5: A great idea is born every minute but few of them are successful.
Hundreds of new applications or remote health services aimed at lower rates of hospitalisation, improved compliance, etc. have popped up, the ATA CEO points out.

George Crooks: ‘A positive study is nice, but marketing, partnerships, revenue pathways and knowledge of healthcare business practices are essential, for starters. Innovation by its very nature needs individual champions and enthusiasts, but transfer of even the most successful pilot to a main stream service and an “at scale” deployment needs the alignment of national, regional or organisational policy, strategy and business planning processes.’
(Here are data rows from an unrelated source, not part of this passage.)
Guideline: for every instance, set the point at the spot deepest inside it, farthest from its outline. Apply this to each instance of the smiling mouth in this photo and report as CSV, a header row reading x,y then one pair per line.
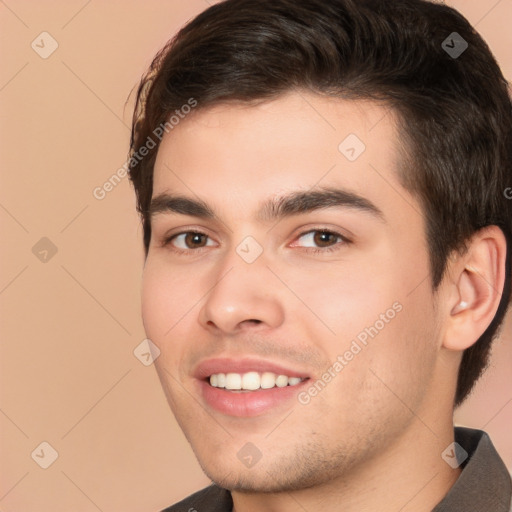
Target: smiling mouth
x,y
252,381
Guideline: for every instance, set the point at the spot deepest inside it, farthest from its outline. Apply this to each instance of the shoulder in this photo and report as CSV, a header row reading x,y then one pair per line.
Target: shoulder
x,y
209,499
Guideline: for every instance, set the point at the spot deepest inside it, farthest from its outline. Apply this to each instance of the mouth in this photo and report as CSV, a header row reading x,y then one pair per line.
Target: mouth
x,y
252,381
247,388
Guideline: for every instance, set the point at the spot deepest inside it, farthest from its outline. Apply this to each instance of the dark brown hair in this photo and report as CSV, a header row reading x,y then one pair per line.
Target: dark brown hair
x,y
454,110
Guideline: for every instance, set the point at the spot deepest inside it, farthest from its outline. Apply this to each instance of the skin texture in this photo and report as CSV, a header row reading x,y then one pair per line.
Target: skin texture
x,y
372,438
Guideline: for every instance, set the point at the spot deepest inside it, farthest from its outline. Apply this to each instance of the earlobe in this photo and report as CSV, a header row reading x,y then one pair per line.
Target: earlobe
x,y
479,278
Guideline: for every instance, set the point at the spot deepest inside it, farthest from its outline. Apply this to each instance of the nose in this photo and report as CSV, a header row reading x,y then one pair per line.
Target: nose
x,y
242,296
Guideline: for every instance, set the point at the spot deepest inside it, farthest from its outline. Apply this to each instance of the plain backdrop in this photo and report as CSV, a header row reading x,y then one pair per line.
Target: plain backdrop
x,y
71,264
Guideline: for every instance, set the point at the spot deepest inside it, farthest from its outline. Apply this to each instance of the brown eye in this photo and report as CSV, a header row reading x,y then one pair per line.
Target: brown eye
x,y
193,240
324,238
188,241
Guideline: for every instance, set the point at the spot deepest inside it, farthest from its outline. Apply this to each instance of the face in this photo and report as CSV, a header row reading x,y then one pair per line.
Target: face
x,y
329,288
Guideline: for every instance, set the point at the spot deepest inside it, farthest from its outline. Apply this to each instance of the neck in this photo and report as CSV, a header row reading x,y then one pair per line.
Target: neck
x,y
408,475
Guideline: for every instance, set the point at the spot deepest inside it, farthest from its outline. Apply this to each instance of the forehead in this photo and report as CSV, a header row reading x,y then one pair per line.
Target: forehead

6: Consumers don’t buy healthcare themselves.
For fifty years, the percentage of out-of-pocket consumer spending on healthcare has dropped (not counting insurance or co-pays), Jonathan Linkous states. ‘It is now less than ten percent of healthcare costs. Consumers are getting much more knowledgeable and engaged in selecting among available procedures and treatments, but they rarely pay directly for a healthcare product and service.

‘If you look at the NHS within the UK, where healthcare is free at the point of delivery, this is certainly true’, George Crooks commented. ‘But the drive to person-centred care makes patient choice an increasing reality.’ The expert reminds us that patients ‘pay in many different ways. For example, in lost work hours because they have to access conventional care services etc.’ – an aspect that depends on typical work contracts and regulations in individual European countries.